= Canal 100 =

Newsreel logo

Canal 100 was a Brazilian newsreel created in 1959 by Carlos Niemeyer, known for its technical quality and coverage of topics such as sports, politics, and urban culture. With a cinematic language that was innovative for its time, the filmed periodical was shown in movie theaters before screenings and left its mark on generations by recording moments such as the construction of Brasília, music festivals, and the performances of the Brazilian national football team.

Its footage, often featuring unprecedented angles and slow motion, contributed to the international dissemination of the "beautiful game" image of Brazilian football. The Canal 100 collection, currently under the care of the Cinemateca Brasileira, is undergoing a restoration and digitization process scheduled for completion in 2026, according to project information.

== History ==
The history of Canal 100 began in 1957, when Carlos Niemeyer founded Líder Cinematográfica in Rio de Janeiro, which would later give rise to the newsreel. The format was inspired by newsreel models already used by Americans and Europeans, but the Brazilian production quickly developed its own identity by choosing football as its main content. In 1958, the team accompanied the Brazilian national team to the World Cup in Sweden, filming the first performances of Pelé and Garrincha.

The newsreel consolidated its characteristic language in the 1960s, a period in which it began to be shown weekly in movie theaters throughout Brazil before the main features. The coverage was not limited to sports: Canal 100's lenses documented the inauguration of Brasília, the awarding of the Palme d'Or to O Pagador de Promessas, the titles of boxer Éder Jofre, and also tragic events such as the floods in Rio de Janeiro and Brazil's early elimination from the 1966 World Cup.

Technical innovation was a central hallmark of the project. Carlos Niemeyer acquired 400 to 600 mm telephoto lenses, equipment superior to that available on television broadcasters at the time. The team of cinematographers, which included Francisco Torturra, Liercy de Oliveira, and João G. Rocha, positioned themselves at strategic points in Maracanã Stadium: two cameras in the moat behind the goals, one in the grandstand, and the sound technician in the bleachers. The use of slow motion allowed them to reveal details of plays and players' expressions that even those present in the stadium could not observe.
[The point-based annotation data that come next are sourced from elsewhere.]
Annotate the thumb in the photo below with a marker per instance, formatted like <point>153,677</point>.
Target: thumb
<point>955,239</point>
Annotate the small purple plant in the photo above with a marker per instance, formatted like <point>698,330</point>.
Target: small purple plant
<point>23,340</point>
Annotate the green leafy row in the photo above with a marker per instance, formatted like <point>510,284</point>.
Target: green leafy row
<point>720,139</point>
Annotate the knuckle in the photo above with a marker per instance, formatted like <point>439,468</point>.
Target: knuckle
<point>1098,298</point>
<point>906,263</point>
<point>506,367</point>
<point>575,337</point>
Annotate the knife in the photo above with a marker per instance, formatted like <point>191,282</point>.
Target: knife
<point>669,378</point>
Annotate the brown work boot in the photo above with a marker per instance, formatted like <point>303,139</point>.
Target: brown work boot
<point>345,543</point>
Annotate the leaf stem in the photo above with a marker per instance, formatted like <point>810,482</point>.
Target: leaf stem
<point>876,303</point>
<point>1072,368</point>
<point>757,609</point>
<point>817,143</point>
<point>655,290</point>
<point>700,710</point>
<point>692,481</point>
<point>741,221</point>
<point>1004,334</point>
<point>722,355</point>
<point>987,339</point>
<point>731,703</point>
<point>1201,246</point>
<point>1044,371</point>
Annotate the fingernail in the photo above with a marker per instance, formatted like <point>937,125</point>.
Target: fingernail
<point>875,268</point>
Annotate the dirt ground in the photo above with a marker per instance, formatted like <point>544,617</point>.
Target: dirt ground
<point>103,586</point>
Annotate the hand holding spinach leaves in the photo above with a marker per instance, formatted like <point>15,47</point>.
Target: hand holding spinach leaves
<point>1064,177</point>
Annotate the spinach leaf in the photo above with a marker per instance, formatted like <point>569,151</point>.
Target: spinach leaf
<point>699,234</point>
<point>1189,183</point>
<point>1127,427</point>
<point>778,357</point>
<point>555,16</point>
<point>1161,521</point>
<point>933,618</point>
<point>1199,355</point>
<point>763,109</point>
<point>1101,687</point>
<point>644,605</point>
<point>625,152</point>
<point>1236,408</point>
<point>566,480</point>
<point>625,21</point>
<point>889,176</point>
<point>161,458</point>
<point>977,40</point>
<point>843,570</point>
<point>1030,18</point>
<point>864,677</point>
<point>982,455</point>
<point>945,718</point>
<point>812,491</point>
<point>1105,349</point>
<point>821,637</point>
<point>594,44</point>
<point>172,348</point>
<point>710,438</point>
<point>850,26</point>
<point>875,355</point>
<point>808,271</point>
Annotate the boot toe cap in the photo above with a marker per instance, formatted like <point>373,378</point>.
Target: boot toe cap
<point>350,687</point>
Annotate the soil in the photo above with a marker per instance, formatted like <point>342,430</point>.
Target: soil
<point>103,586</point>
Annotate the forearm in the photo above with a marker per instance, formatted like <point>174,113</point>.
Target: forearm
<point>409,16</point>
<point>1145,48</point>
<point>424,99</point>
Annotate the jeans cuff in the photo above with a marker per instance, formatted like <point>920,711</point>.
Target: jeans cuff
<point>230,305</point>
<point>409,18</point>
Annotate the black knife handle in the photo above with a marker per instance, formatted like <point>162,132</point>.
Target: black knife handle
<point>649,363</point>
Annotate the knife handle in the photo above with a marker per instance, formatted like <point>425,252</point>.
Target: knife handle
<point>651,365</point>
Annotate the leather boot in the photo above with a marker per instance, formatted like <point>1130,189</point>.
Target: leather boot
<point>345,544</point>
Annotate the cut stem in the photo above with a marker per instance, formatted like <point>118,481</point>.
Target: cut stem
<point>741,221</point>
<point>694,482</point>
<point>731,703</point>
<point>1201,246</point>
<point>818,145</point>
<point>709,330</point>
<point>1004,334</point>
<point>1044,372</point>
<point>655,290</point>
In the 1970s, the newsreel expanded its scope. It covered the conquest of the triple world championship in the 1970 World Cup in Mexico, the 1976 Olympic Games, and began to document more cultural events, such as performances by Carlos Santana, the band Genesis, and Brazilian music festivals. The famous soundtrack "Na Cadência do Samba (Que Bonito É)", composed by Luiz Bandeira in 1956 and performed by Waldir Calmon, became a trademark of the screenings. The period was also marked by the narration of Cid Moreira, the official announcer whose dramatic tone became memorable in coverage such as the 1966 elimination and the 1970 victory.

In the 1980s, Canal 100 documented the visit of Pope John Paul II to Rio de Janeiro, the Frank Sinatra concert in the city, the first edition of Rock in Rio, and the 1982 and 1986 World Cups. The inauguration of the Rio-Niterói Bridge, Pelé's farewell from Brazilian football, and the death of Juscelino Kubitschek were also recorded.

The newsreel ceased its activities in 1986, when the exhibition of short films before movie sessions was no longer mandatory. After Carlos Niemeyer's death in 1999, the collection was preserved by family members, and in 2001 Alexandre Niemeyer began a project to recover the material.

Currently, the Canal 100 collection, which contains approximately 21,793 news segments distributed across 8,044 35mm film canisters, is under the care of the Cinemateca Brasileira. Part of the material is also kept by the National Archives and is accessible to the public. Since 2011, the Cinemateca has been developing a project budgeted at R$ 22.7 million for the complete recovery, cataloging, and digitization of the collection, sponsored by the Vale Cultural Institute, Shell, and Itaú through the Cultural Incentive Law. The work is scheduled for completion in 2026, when a traveling exhibition of films about football featuring iconic excerpts from Canal 100 is planned.